Sunday, June 17, 2012

Corelation is not causation: danger of magical thinking

I spotted this Dilbert toon the other day:


This is a perfect example to illustrate the danger of equating correlation to causation, or in other words, just because the two events occur near in space or time does NOT mean one caused the other.

In the comic strip above, the event "PHB gets nasty anon email" and the event "PHB leaves Dilbert's cubicle" does NOT imply any sort of causation between them, when we saw Wally sending the nasty anon email at the end.

So why do so many MLMers and other "true believers" believe correlation IS causation?




People who believe in non-standard medicine, took some supplements, and decided it is helping them, so they believed that the supplements helped them, when there are many other possible explanations, such as delayed effect (from the other stuff done beforehand), placebo effect, wishful thinking (I hope it will work well), etc. that could explain the "success". But does this believer care? No. In his or her mind, the latest supplements must be the cause. They see their own personal experience as truthiness. It is anecdotal fallacy at work.

People who believe in anti-vaccine movement are quick to correlate vaccination and onset of autism when there are no proof of linkage between the two. All they see is vaccination, then autism. Thus, they believe it is related, and NOTHING will convince them otherwise. They believe in what they saw as their truthiness.

MLMers are the same way. They see someone else's "success story", and the company's marketing propaganda, and believed those to be the truth. They WANT to believe, and nothing will convince them otherwise, such as the "success" of their upline could be fraud, could be good recruiting (not good sales) and so on and so forth.
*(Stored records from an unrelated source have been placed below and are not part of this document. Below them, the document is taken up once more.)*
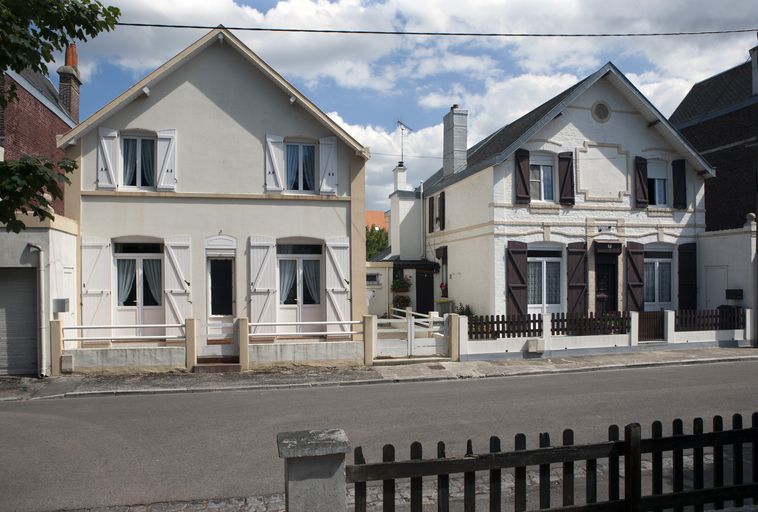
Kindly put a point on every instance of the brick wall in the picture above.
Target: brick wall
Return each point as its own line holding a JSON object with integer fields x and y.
{"x": 30, "y": 128}
{"x": 732, "y": 194}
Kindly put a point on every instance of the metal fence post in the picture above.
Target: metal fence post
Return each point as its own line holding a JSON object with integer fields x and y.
{"x": 632, "y": 467}
{"x": 242, "y": 333}
{"x": 190, "y": 343}
{"x": 314, "y": 469}
{"x": 56, "y": 346}
{"x": 370, "y": 327}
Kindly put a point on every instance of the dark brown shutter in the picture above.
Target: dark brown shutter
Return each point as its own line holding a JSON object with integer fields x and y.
{"x": 680, "y": 184}
{"x": 640, "y": 182}
{"x": 516, "y": 279}
{"x": 688, "y": 276}
{"x": 566, "y": 177}
{"x": 442, "y": 211}
{"x": 521, "y": 177}
{"x": 576, "y": 266}
{"x": 431, "y": 215}
{"x": 635, "y": 277}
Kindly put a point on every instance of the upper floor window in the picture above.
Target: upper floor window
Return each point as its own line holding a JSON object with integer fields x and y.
{"x": 657, "y": 183}
{"x": 139, "y": 161}
{"x": 541, "y": 178}
{"x": 301, "y": 167}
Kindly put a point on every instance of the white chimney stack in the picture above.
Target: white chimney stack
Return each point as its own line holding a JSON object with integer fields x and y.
{"x": 454, "y": 142}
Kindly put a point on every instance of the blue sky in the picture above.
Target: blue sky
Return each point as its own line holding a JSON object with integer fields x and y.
{"x": 368, "y": 83}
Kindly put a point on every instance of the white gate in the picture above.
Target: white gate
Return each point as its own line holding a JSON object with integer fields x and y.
{"x": 408, "y": 334}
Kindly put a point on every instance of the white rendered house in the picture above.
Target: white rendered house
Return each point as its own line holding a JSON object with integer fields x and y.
{"x": 213, "y": 190}
{"x": 591, "y": 202}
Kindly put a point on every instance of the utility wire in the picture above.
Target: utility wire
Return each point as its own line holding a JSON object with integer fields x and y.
{"x": 445, "y": 34}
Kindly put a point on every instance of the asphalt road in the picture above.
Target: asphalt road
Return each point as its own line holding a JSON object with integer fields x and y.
{"x": 88, "y": 452}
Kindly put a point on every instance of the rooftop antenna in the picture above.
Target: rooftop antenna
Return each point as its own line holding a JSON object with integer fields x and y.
{"x": 403, "y": 127}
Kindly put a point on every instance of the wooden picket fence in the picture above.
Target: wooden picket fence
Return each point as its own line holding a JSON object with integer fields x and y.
{"x": 491, "y": 327}
{"x": 631, "y": 448}
{"x": 710, "y": 319}
{"x": 613, "y": 322}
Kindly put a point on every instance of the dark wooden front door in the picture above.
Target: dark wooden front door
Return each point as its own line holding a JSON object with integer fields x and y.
{"x": 606, "y": 278}
{"x": 424, "y": 291}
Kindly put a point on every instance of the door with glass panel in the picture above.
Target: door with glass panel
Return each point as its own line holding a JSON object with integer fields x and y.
{"x": 139, "y": 292}
{"x": 544, "y": 285}
{"x": 300, "y": 287}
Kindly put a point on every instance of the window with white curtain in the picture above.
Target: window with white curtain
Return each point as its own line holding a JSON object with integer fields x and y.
{"x": 138, "y": 164}
{"x": 658, "y": 281}
{"x": 300, "y": 167}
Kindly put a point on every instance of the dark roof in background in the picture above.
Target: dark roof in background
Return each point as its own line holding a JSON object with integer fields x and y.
{"x": 714, "y": 94}
{"x": 43, "y": 85}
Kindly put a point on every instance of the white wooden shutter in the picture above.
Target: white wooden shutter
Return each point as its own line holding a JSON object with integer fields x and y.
{"x": 274, "y": 163}
{"x": 166, "y": 150}
{"x": 338, "y": 280}
{"x": 263, "y": 303}
{"x": 107, "y": 153}
{"x": 327, "y": 156}
{"x": 176, "y": 281}
{"x": 97, "y": 305}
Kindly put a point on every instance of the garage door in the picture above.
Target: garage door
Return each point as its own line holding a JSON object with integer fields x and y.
{"x": 18, "y": 321}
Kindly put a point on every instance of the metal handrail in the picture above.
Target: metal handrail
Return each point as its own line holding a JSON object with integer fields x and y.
{"x": 146, "y": 326}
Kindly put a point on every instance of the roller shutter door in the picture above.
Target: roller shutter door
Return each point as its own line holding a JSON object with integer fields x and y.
{"x": 18, "y": 321}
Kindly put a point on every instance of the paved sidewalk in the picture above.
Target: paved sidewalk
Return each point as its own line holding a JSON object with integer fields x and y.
{"x": 312, "y": 375}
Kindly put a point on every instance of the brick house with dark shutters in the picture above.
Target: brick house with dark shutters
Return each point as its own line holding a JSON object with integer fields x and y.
{"x": 37, "y": 265}
{"x": 591, "y": 202}
{"x": 719, "y": 117}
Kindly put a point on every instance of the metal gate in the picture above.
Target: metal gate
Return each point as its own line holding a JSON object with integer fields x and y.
{"x": 651, "y": 326}
{"x": 410, "y": 334}
{"x": 18, "y": 321}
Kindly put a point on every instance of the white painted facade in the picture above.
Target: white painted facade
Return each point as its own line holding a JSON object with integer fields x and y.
{"x": 222, "y": 204}
{"x": 482, "y": 214}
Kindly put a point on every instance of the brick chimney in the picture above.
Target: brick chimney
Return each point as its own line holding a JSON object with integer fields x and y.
{"x": 754, "y": 65}
{"x": 69, "y": 82}
{"x": 454, "y": 141}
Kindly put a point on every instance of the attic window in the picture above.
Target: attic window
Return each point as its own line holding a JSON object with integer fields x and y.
{"x": 601, "y": 112}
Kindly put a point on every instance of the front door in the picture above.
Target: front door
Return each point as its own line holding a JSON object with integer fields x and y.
{"x": 300, "y": 293}
{"x": 606, "y": 276}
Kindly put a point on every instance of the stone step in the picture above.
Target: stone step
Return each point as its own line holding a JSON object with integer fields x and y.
{"x": 217, "y": 368}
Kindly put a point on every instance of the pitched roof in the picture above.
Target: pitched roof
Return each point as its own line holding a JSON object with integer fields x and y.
{"x": 498, "y": 146}
{"x": 720, "y": 92}
{"x": 219, "y": 34}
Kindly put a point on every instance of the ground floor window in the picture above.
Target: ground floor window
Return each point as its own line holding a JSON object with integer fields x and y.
{"x": 544, "y": 281}
{"x": 658, "y": 280}
{"x": 221, "y": 275}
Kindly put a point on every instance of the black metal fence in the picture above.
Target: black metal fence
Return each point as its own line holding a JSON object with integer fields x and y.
{"x": 631, "y": 448}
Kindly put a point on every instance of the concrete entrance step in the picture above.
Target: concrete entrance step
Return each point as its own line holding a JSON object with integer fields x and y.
{"x": 217, "y": 368}
{"x": 410, "y": 360}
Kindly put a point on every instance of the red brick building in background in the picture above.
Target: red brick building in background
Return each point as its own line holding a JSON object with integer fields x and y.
{"x": 29, "y": 125}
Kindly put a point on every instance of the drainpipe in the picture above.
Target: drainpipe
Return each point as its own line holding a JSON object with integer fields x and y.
{"x": 42, "y": 345}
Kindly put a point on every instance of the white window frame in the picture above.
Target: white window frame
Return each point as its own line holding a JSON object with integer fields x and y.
{"x": 657, "y": 305}
{"x": 658, "y": 174}
{"x": 544, "y": 307}
{"x": 543, "y": 161}
{"x": 300, "y": 182}
{"x": 138, "y": 171}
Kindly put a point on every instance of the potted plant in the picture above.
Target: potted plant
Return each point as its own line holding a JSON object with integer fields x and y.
{"x": 401, "y": 284}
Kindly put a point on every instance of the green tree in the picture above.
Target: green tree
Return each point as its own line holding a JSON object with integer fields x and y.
{"x": 377, "y": 240}
{"x": 31, "y": 31}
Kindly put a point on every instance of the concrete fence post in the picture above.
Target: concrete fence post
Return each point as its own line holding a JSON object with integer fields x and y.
{"x": 314, "y": 469}
{"x": 56, "y": 346}
{"x": 634, "y": 328}
{"x": 370, "y": 335}
{"x": 190, "y": 343}
{"x": 454, "y": 336}
{"x": 242, "y": 338}
{"x": 669, "y": 325}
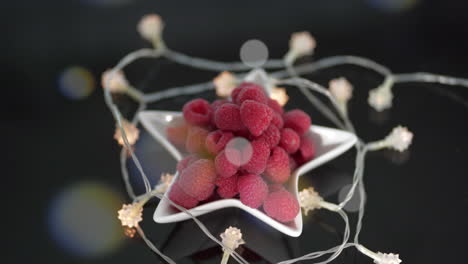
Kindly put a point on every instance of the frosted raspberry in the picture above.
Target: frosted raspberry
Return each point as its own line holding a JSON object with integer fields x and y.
{"x": 298, "y": 120}
{"x": 217, "y": 140}
{"x": 198, "y": 178}
{"x": 271, "y": 135}
{"x": 196, "y": 140}
{"x": 252, "y": 92}
{"x": 227, "y": 187}
{"x": 273, "y": 104}
{"x": 177, "y": 132}
{"x": 178, "y": 196}
{"x": 227, "y": 162}
{"x": 227, "y": 117}
{"x": 282, "y": 206}
{"x": 252, "y": 190}
{"x": 182, "y": 164}
{"x": 277, "y": 120}
{"x": 290, "y": 140}
{"x": 277, "y": 169}
{"x": 197, "y": 112}
{"x": 255, "y": 116}
{"x": 258, "y": 160}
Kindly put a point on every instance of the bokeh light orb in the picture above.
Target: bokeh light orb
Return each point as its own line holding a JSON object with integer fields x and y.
{"x": 394, "y": 5}
{"x": 76, "y": 83}
{"x": 83, "y": 220}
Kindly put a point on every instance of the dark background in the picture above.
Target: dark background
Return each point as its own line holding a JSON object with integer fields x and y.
{"x": 58, "y": 146}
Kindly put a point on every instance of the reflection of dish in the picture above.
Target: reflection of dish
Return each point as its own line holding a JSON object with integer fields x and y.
{"x": 330, "y": 144}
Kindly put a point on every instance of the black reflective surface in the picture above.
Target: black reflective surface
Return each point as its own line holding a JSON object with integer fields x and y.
{"x": 62, "y": 178}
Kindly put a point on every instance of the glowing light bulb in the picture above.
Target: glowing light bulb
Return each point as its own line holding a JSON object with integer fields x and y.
{"x": 115, "y": 83}
{"x": 310, "y": 200}
{"x": 150, "y": 27}
{"x": 131, "y": 131}
{"x": 224, "y": 83}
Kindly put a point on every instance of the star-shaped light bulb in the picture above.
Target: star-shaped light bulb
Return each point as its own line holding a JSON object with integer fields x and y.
{"x": 131, "y": 131}
{"x": 225, "y": 83}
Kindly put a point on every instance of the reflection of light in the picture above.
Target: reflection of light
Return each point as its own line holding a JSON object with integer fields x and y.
{"x": 393, "y": 5}
{"x": 83, "y": 219}
{"x": 76, "y": 83}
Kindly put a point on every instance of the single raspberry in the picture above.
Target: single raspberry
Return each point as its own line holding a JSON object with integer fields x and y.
{"x": 227, "y": 117}
{"x": 273, "y": 104}
{"x": 198, "y": 178}
{"x": 290, "y": 140}
{"x": 271, "y": 135}
{"x": 227, "y": 187}
{"x": 178, "y": 196}
{"x": 184, "y": 163}
{"x": 197, "y": 112}
{"x": 277, "y": 120}
{"x": 196, "y": 140}
{"x": 255, "y": 116}
{"x": 252, "y": 190}
{"x": 177, "y": 132}
{"x": 227, "y": 162}
{"x": 258, "y": 160}
{"x": 253, "y": 92}
{"x": 277, "y": 169}
{"x": 217, "y": 140}
{"x": 298, "y": 120}
{"x": 282, "y": 206}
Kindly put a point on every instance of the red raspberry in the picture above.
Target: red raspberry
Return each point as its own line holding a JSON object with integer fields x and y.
{"x": 273, "y": 104}
{"x": 177, "y": 132}
{"x": 258, "y": 160}
{"x": 196, "y": 140}
{"x": 227, "y": 117}
{"x": 227, "y": 187}
{"x": 178, "y": 196}
{"x": 277, "y": 169}
{"x": 252, "y": 190}
{"x": 217, "y": 140}
{"x": 227, "y": 162}
{"x": 255, "y": 116}
{"x": 277, "y": 120}
{"x": 282, "y": 206}
{"x": 253, "y": 92}
{"x": 198, "y": 178}
{"x": 182, "y": 164}
{"x": 289, "y": 141}
{"x": 271, "y": 135}
{"x": 197, "y": 112}
{"x": 298, "y": 120}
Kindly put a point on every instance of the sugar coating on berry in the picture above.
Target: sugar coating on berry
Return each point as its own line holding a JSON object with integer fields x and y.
{"x": 255, "y": 116}
{"x": 178, "y": 196}
{"x": 277, "y": 169}
{"x": 227, "y": 117}
{"x": 298, "y": 120}
{"x": 271, "y": 135}
{"x": 227, "y": 187}
{"x": 184, "y": 163}
{"x": 277, "y": 120}
{"x": 290, "y": 140}
{"x": 273, "y": 104}
{"x": 260, "y": 154}
{"x": 282, "y": 206}
{"x": 252, "y": 190}
{"x": 252, "y": 92}
{"x": 227, "y": 162}
{"x": 197, "y": 112}
{"x": 196, "y": 138}
{"x": 198, "y": 178}
{"x": 217, "y": 140}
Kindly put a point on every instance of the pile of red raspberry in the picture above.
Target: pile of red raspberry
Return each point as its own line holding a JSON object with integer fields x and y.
{"x": 245, "y": 147}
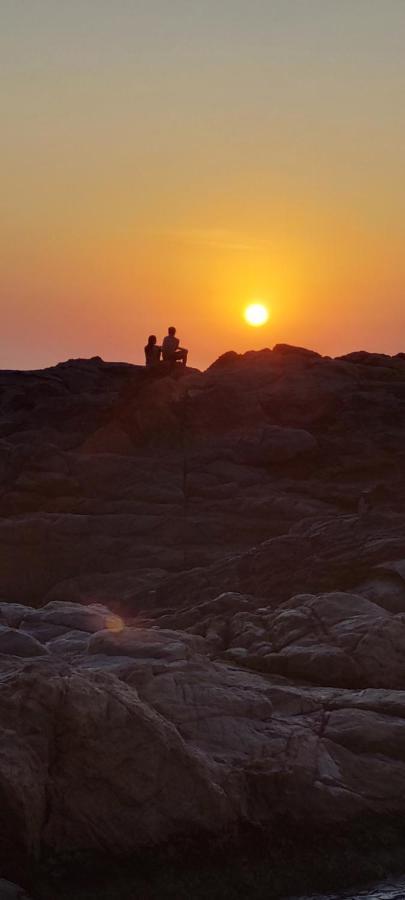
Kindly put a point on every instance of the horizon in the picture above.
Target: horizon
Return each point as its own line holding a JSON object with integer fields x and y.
{"x": 174, "y": 165}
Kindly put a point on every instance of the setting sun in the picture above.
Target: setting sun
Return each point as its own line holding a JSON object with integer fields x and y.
{"x": 256, "y": 314}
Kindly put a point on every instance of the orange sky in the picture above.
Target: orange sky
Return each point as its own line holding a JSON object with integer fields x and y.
{"x": 167, "y": 163}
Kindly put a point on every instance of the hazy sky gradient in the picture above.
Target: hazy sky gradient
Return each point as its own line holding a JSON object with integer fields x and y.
{"x": 167, "y": 161}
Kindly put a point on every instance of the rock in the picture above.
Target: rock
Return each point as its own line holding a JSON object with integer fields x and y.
{"x": 275, "y": 445}
{"x": 202, "y": 626}
{"x": 16, "y": 643}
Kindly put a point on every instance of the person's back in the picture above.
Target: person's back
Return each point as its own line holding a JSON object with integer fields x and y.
{"x": 169, "y": 346}
{"x": 152, "y": 352}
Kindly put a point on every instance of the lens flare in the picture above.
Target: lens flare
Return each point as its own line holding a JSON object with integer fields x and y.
{"x": 256, "y": 314}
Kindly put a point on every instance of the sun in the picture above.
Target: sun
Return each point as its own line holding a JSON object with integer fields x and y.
{"x": 256, "y": 314}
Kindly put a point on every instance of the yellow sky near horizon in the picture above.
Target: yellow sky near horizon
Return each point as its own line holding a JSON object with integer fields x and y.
{"x": 168, "y": 165}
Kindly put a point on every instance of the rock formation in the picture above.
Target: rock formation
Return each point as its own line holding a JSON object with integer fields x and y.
{"x": 202, "y": 580}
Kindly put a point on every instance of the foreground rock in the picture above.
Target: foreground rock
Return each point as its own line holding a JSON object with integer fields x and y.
{"x": 202, "y": 626}
{"x": 132, "y": 735}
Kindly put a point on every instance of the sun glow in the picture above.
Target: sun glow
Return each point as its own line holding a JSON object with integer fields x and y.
{"x": 256, "y": 314}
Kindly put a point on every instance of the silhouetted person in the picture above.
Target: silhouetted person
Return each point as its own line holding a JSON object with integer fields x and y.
{"x": 171, "y": 350}
{"x": 152, "y": 352}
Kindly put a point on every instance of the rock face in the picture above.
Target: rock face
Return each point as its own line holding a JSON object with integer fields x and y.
{"x": 203, "y": 600}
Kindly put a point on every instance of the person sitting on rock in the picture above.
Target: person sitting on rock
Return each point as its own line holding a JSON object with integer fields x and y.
{"x": 171, "y": 350}
{"x": 152, "y": 352}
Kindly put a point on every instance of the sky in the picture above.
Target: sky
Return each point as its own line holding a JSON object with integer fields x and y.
{"x": 169, "y": 161}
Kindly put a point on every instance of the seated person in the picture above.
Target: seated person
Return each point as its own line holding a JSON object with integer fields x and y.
{"x": 171, "y": 350}
{"x": 152, "y": 352}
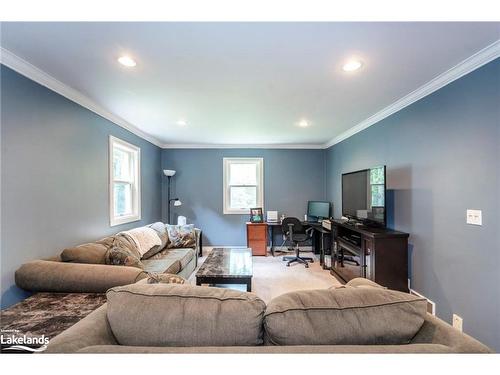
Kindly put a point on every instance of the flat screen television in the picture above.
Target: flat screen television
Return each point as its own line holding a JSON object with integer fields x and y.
{"x": 317, "y": 210}
{"x": 363, "y": 196}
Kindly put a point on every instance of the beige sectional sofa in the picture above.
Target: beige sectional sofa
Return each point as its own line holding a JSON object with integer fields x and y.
{"x": 87, "y": 271}
{"x": 361, "y": 317}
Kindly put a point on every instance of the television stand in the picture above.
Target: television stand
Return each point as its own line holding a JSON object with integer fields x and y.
{"x": 375, "y": 253}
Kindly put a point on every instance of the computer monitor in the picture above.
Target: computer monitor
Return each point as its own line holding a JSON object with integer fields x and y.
{"x": 317, "y": 210}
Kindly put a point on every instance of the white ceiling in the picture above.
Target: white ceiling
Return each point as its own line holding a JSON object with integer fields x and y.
{"x": 245, "y": 83}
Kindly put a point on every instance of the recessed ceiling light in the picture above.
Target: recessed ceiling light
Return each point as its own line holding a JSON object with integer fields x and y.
{"x": 352, "y": 65}
{"x": 303, "y": 123}
{"x": 127, "y": 61}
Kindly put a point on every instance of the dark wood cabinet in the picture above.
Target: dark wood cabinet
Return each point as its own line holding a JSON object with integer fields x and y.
{"x": 378, "y": 254}
{"x": 257, "y": 238}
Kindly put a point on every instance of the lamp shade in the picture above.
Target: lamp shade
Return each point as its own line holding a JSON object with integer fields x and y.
{"x": 168, "y": 172}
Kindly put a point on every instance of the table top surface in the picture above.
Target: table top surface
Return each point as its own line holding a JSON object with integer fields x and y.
{"x": 229, "y": 263}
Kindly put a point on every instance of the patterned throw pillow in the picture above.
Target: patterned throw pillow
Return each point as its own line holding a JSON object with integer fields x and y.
{"x": 181, "y": 236}
{"x": 165, "y": 278}
{"x": 118, "y": 256}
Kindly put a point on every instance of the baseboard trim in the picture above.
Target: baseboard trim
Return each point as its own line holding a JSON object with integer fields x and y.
{"x": 431, "y": 306}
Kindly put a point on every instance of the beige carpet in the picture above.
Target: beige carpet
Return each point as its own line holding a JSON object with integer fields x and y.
{"x": 271, "y": 276}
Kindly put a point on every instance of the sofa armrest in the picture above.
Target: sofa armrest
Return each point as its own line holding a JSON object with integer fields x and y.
{"x": 436, "y": 331}
{"x": 50, "y": 276}
{"x": 92, "y": 330}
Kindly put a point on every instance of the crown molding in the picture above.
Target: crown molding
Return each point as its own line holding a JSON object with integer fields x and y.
{"x": 468, "y": 65}
{"x": 30, "y": 71}
{"x": 249, "y": 146}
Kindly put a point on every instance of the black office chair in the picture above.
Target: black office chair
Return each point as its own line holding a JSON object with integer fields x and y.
{"x": 295, "y": 232}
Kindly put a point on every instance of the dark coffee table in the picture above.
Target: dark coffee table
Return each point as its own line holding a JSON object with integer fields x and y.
{"x": 227, "y": 266}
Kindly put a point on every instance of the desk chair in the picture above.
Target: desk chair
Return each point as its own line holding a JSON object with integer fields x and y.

They see products being used and believe in causation when it is mere correlation. They believe in truthiness, not truth.

This is magical thinking, not scientific or logical thinking, and it is just plain stupid. This is really no different than believing that eating an animal part would inbue that part's attribute to the eater (often have to do with certain male reproductive organ), or believing in that objects once owned or held by a person carries a bit of that person's spirit (explains why genuine memorabilia sold for so much in auctions).

Such magical thinking belongs in religion, not business.